Sunday, October 10, 2004

Monday, 11 October, 2004

This week's devotions are written by Vicar Steve Bond.



For these next two weeks, we'll be drawing from Marva Dawn's 2001 book, Powers, Weakness, and the Tabernacling of God as a starting point. The central thrust of the selected passages is that God in Christ is most clearly seen in weakness, and that the church-the very body of Christ-is called to embody that weakness for the glory of God. So without further ado, let's jump in…



Through his astheneia [the Greek word for "weakness"] Christ gave himself up to death-totally emptying himself and becoming obedient to the worst of deaths, as the letter to the Philippians asserts (2:5-10). Such a totality of weakness, of perfect submission to the will of the Father (as frequently recorded in the Gospel of John) makes possible the perfection of God's tabernacling in the world through Christ.

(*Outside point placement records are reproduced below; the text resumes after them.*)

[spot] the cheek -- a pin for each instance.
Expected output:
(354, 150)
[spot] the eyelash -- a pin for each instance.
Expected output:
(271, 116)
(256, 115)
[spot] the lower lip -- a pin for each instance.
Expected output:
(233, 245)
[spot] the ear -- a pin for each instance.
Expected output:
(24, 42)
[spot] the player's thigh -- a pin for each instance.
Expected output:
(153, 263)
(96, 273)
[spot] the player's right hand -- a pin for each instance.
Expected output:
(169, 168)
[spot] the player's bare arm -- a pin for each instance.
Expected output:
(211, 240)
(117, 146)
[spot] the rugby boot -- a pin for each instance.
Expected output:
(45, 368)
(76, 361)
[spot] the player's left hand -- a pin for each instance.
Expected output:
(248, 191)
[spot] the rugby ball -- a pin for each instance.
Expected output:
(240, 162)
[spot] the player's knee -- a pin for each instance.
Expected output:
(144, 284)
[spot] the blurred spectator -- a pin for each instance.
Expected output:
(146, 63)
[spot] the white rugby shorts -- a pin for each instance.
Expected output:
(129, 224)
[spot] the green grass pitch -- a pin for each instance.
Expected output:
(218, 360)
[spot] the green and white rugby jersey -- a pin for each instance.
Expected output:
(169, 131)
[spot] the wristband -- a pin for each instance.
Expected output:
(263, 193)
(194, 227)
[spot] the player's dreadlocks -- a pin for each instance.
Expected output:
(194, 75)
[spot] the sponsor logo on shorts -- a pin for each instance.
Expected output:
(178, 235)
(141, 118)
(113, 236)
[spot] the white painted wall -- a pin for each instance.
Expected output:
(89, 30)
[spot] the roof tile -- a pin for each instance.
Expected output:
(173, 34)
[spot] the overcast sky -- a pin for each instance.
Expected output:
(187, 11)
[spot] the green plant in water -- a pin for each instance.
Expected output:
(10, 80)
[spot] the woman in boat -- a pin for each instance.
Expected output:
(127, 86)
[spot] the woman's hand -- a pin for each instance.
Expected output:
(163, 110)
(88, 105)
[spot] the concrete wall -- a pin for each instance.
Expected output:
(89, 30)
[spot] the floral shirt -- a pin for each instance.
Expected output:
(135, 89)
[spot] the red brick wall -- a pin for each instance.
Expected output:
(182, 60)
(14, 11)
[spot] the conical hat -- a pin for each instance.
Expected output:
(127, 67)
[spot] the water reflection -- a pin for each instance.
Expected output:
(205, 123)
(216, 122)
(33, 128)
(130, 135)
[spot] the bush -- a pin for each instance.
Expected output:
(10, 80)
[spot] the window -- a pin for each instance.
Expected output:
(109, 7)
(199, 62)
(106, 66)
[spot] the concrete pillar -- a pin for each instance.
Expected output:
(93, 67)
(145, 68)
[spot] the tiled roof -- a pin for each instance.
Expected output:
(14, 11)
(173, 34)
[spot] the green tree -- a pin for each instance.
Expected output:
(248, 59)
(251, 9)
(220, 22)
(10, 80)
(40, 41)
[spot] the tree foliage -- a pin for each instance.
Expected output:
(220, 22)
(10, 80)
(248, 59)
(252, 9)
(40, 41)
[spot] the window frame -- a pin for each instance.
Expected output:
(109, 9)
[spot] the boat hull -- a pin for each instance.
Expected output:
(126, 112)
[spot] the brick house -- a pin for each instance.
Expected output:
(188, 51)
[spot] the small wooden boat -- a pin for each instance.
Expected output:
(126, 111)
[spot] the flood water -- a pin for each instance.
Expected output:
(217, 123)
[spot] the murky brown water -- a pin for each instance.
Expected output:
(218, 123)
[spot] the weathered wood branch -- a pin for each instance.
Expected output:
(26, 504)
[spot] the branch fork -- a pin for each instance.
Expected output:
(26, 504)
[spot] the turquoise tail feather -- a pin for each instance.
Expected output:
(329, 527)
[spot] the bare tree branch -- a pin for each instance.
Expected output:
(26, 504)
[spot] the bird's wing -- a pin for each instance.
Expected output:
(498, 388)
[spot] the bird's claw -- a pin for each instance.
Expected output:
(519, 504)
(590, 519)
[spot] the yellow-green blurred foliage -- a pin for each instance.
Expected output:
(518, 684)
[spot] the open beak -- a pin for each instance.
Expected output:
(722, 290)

The Christian story is in many ways the story of God coming to be with people. The outright absurdity of this story's claim is that God seems to have a penchant for coming to be with people in foolish and weak ways-from dwelling in a movable tent, the tabernacle, in Israel's wilderness days, to roughing it and camping with the dejected and deflated exiles, and then most clearly to pitching that same tent in the fragile human flesh of Jesus. And amazingly, impossibly, God wills to be found not so much in the majestic and pristine heights of heaven or speaking as a muse through beautiful art or music, but in the weakness and ugliness of that human Jesus dying on a cross.

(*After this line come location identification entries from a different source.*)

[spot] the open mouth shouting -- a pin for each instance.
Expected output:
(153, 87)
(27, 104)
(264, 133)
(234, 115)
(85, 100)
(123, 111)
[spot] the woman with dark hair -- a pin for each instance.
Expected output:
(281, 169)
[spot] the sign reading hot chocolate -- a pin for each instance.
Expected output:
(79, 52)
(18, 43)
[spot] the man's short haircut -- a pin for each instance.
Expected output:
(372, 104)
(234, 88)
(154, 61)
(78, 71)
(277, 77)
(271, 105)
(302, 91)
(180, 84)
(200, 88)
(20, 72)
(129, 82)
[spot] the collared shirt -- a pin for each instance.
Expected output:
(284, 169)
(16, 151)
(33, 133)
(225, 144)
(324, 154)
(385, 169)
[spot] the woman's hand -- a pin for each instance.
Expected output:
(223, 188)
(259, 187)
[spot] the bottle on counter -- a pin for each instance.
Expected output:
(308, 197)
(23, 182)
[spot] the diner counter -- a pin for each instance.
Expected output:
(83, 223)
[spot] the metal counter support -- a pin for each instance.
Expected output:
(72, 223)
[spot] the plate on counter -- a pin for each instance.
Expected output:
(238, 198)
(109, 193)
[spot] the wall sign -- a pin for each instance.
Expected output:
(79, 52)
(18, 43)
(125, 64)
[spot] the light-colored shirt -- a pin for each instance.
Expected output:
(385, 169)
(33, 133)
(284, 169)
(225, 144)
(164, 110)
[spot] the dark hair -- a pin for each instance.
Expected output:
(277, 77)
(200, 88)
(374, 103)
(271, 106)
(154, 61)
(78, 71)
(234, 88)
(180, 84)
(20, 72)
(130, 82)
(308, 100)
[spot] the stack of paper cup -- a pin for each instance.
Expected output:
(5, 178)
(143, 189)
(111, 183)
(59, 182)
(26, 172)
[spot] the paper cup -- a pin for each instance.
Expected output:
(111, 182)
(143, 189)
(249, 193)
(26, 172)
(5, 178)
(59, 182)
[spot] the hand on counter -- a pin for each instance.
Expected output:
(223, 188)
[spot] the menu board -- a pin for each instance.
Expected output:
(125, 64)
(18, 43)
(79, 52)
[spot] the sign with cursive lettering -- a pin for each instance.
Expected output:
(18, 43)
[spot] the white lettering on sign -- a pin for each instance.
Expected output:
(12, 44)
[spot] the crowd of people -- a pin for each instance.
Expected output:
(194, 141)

The upshot of this claim - if it is true - is that all our worries that we have to be good enough, all our juggling acts keeping work and family and status up in the air and on track to "success," all our fears that there is a minimum holiness requirement in order to "get in" to meet God, all of those are brought to an end since we have been embraced by God as we are and without pretense. We can be honest about where our limitations and weaknesses are, because ours is a God who seems to find us right there in our failings, dressed up in weakness just like us.

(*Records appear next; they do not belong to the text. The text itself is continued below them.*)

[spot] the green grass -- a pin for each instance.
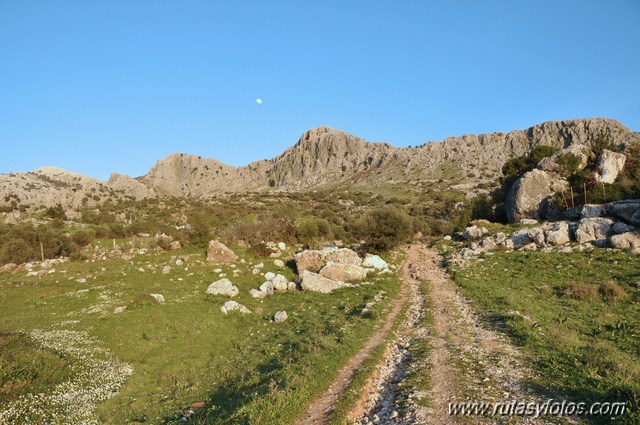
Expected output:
(244, 367)
(585, 349)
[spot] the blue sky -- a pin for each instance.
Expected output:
(113, 86)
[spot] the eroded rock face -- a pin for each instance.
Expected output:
(627, 210)
(609, 165)
(593, 229)
(310, 281)
(558, 234)
(218, 253)
(130, 186)
(629, 240)
(531, 196)
(223, 287)
(313, 260)
(343, 272)
(553, 163)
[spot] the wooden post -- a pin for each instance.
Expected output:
(573, 204)
(565, 200)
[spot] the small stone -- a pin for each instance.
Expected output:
(280, 317)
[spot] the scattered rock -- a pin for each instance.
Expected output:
(343, 272)
(223, 287)
(628, 240)
(258, 294)
(158, 297)
(531, 196)
(280, 283)
(621, 227)
(310, 281)
(374, 261)
(218, 253)
(231, 305)
(627, 210)
(591, 229)
(313, 260)
(558, 234)
(8, 268)
(474, 232)
(280, 317)
(591, 210)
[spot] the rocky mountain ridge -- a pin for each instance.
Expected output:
(322, 156)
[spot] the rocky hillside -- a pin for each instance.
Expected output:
(322, 157)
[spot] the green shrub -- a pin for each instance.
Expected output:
(384, 228)
(17, 251)
(82, 238)
(611, 291)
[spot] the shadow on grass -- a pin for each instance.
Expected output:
(573, 380)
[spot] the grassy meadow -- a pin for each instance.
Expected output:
(166, 356)
(576, 315)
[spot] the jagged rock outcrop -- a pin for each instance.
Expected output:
(609, 165)
(321, 156)
(627, 210)
(552, 163)
(532, 196)
(50, 186)
(130, 186)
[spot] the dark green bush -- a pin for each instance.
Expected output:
(384, 228)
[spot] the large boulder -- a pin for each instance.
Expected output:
(218, 253)
(343, 272)
(474, 232)
(629, 240)
(627, 210)
(531, 196)
(223, 287)
(609, 165)
(591, 210)
(558, 234)
(309, 260)
(374, 262)
(593, 229)
(310, 281)
(554, 163)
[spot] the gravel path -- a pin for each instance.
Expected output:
(466, 361)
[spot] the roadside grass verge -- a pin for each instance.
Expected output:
(577, 316)
(244, 368)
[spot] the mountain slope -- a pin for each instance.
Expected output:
(322, 156)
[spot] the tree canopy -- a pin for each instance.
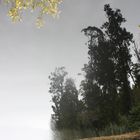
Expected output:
(44, 7)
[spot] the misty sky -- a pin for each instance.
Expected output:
(28, 55)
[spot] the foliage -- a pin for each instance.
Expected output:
(44, 6)
(107, 97)
(65, 99)
(134, 118)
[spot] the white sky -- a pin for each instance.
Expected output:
(28, 55)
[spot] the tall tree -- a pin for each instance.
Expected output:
(120, 39)
(64, 98)
(57, 79)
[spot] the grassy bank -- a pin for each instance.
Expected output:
(127, 136)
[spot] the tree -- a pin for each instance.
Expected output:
(120, 39)
(69, 105)
(108, 69)
(45, 7)
(100, 75)
(65, 99)
(57, 79)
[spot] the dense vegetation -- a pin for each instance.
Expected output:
(110, 92)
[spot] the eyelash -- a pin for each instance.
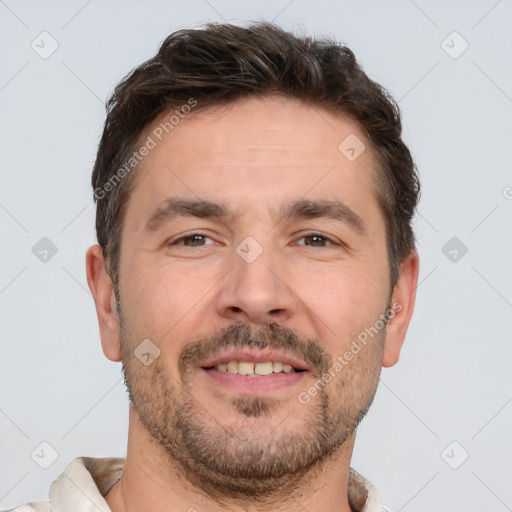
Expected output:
(306, 235)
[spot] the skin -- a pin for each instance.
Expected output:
(253, 156)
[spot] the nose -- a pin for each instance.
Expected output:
(257, 292)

Connection: What if today, I could be honest with myself about my failures and mistakes? What if I were freed from posturing with my peers and pretending that I've got it all together? What if I didn't have to put on a smile for the world today, but could trust that I am loved even in sadness? What if God saw me as I really am-and still loved me? The audacious claim of faith is that those are all realities - no more "what ifs." And that's the gospel truth.



Gracious God, you come to find us in our weakness and fragility. Give us the courage to come and meet you there.